I was in San Francisco for a conference last week, and there are homeless people everywhere. It’s enough to drain any kind-hearted person’s wallet. I remember hearing someone comment that they knew a homeless person who made $30,000 a year begging for change. For many people, it’s not a lifestyle or an affliction brought down on them, it’s a career. Once when I was in Chicago I bought a ‘homeless man’ a sandwich and when I gave it to him, he just asked ‘what the hell is this?!? I wanted money!’ I’ve been wary of beggars ever since.
But what about those who aren’t making a career of it? I smiled at one homeless man sitting on the curb, and he told me my smile was a very welcome thing. I met the eyes of another who was curled up in a sleeping bag in a storefront reading by streetlight and she offered a sad smile to me. I also saw an older man in a wheelchair with a sign that simply said ‘hungry’. I watched a flood of people walk by. No one even looked his way. But I did. I had nothing to give, but I noticed him.
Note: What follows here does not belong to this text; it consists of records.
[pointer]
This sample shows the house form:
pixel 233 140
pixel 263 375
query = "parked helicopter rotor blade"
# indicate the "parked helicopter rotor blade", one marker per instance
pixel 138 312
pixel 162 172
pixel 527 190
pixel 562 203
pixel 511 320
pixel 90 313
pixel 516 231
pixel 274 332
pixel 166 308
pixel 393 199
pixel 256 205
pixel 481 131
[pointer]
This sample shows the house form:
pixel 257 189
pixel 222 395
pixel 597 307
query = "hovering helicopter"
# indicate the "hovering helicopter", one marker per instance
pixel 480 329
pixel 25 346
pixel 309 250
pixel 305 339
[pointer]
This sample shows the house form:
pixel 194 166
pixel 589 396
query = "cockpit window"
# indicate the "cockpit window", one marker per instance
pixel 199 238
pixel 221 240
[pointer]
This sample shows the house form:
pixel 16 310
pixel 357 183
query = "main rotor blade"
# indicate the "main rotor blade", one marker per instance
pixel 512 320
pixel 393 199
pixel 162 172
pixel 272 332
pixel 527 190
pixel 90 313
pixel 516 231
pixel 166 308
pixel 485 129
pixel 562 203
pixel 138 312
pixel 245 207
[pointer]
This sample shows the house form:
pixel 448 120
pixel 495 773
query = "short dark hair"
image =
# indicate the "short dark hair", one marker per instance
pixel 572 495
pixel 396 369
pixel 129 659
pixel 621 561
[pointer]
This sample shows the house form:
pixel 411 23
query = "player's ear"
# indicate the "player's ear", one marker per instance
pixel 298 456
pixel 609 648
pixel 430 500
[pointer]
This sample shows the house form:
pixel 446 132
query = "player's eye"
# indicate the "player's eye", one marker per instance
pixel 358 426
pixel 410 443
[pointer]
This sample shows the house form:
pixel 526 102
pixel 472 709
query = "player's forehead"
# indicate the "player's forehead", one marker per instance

It may not keep him warm or fill his belly, but somewhere our souls connected for a brief moment. One man who was holding a sign asking ‘what if you were hungry?’ gave me a brief pause. He looked absolutely forlorn. So I stopped. I asked if he was really hungry, and he said yes. So I asked what his story was. He had been in the military and was dishonorably discharged. Since then, it’s been all downhill and he’d been begging for four years. I gave him some money. I cannot help everyone, nor do I want to. With the small amount of money I gave him, I offered him hope. Hope that life could be better. Hope that his reality wasn’t all there is. Even if he never changes, if he grows old on the streets, he has my hope whether he knows it or not.
And that is why I give to homeless people.